For each model, we assessed: 1) the original publications for the data needed for model reconstruction, 2) availability of the variables, 3) model performance in two independent cohorts, and 4) the effects of recalibration on model performance. The models were recalibrated using data of the SICS-I and subsequently validated using data of the FINNAKI study. We evaluated overall model performance using various indexes, including the (scaled) Brier score, discrimination (area under the curve of the receiver operating characteristics), calibration (intercepts and slopes), and decision curves. Eleven models (26%) could be externally validated. The Acute Physiology And Chronic Health Evaluation (APACHE) II, APACHE IV, Simplified Acute Physiology Score (SAPS)-Reduced (SAPS-R)' and Simplified Mortality Score for the ICU models showed the best scaled Brier scores of 0.11' 0.10' 0.10' and 0.06' respectively. SAPS II, APACHE II, and APACHE IV discriminated best; overall discrimination of models ranged from area under the curve of the receiver operating characteristics of 0.63 (0.61-0.66) to 0.83 (0.81-0.85). We observed poor calibration in most models, which improved to at least moderate after recalibration of intercepts and slopes. The decision curve showed a positive net benefit in the 0-60% threshold probability range for APACHE IV and SAPS-R.
In only 11 out of 43 available mortality prediction models, the performance could be studied using two cohorts of critically ill patients. External validation showed that the discriminative ability of APACHE II, APACHE IV, and SAPS II was acceptable to excellent, whereas calibration was poor.
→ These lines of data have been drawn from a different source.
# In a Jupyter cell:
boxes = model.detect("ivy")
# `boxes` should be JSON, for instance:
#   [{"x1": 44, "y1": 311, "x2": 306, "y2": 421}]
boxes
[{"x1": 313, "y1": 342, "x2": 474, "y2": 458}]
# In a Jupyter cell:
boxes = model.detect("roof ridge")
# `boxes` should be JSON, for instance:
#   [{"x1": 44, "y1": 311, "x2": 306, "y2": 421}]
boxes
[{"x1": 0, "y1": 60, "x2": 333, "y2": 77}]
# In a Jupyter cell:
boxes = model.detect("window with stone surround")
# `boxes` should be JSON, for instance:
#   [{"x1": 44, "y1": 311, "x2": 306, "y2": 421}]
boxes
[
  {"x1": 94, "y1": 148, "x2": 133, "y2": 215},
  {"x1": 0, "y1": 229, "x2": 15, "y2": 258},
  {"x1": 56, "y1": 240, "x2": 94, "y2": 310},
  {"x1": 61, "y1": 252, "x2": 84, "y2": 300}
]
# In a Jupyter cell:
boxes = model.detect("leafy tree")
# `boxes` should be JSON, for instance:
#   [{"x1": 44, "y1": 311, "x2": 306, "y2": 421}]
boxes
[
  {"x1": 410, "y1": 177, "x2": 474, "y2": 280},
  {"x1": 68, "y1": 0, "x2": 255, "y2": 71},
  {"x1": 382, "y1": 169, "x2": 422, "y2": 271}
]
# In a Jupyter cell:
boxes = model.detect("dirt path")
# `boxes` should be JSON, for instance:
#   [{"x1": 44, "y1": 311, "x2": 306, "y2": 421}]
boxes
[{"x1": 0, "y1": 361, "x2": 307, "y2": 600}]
在最近的一项范围界定综述中,我们确定了 43 个用于危重症患者的死亡率预测模型。我们旨在通过外部验证来评估这些模型的性能。
多中心研究。
模型的外部验证在 Simple Intensive Care Studies-I (SICS-I) 和 Finnish Acute Kidney Injury (FINNAKI) 研究中进行。
SICS-I 研究纳入了 1075 名患者,FINNAKI 研究纳入了 2901 名危重症患者。
对于每个模型,我们评估了:1) 原始出版物中用于模型重构的数据,2) 变量的可用性,3) 在两个独立队列中的模型性能,4) 重新校准对模型性能的影响。使用 SICS-I 的数据对模型进行重新校准,然后使用 FINNAKI 研究的数据进行验证。我们使用各种指标评估整体模型性能,包括(缩放)Brier 评分、区分度(接受者操作特征曲线下的面积)、校准(截距和斜率)和决策曲线。11 个模型(26%)可以进行外部验证。急性生理学和慢性健康评估(APACHE)II、APACHE IV、简化急性生理学评分(SAPS)-简化(SAPS-R)和重症监护模型的简化死亡率评分分别显示出最佳的缩放 Brier 评分 0.11、0.10、0.10 和 0.06。SAPS II、APACHE II 和 APACHE IV 的区分度最佳;模型的整体区分度范围为接受者操作特征曲线下的面积 0.63(0.61-0.66)至 0.83(0.81-0.85)。我们观察到大多数模型的校准效果不佳,通过重新校准截距和斜率后,至少可以达到中等水平。决策曲线显示在 0-60%阈值概率范围内,APACHE IV 和 SAPS-R 的净获益为正。
在 43 个可用的死亡率预测模型中,只有 11 个模型可以使用两个危重症患者队列进行研究。外部验证表明,APACHE II、APACHE IV 和 SAPS II 的判别能力可接受至优秀,而校准效果不佳。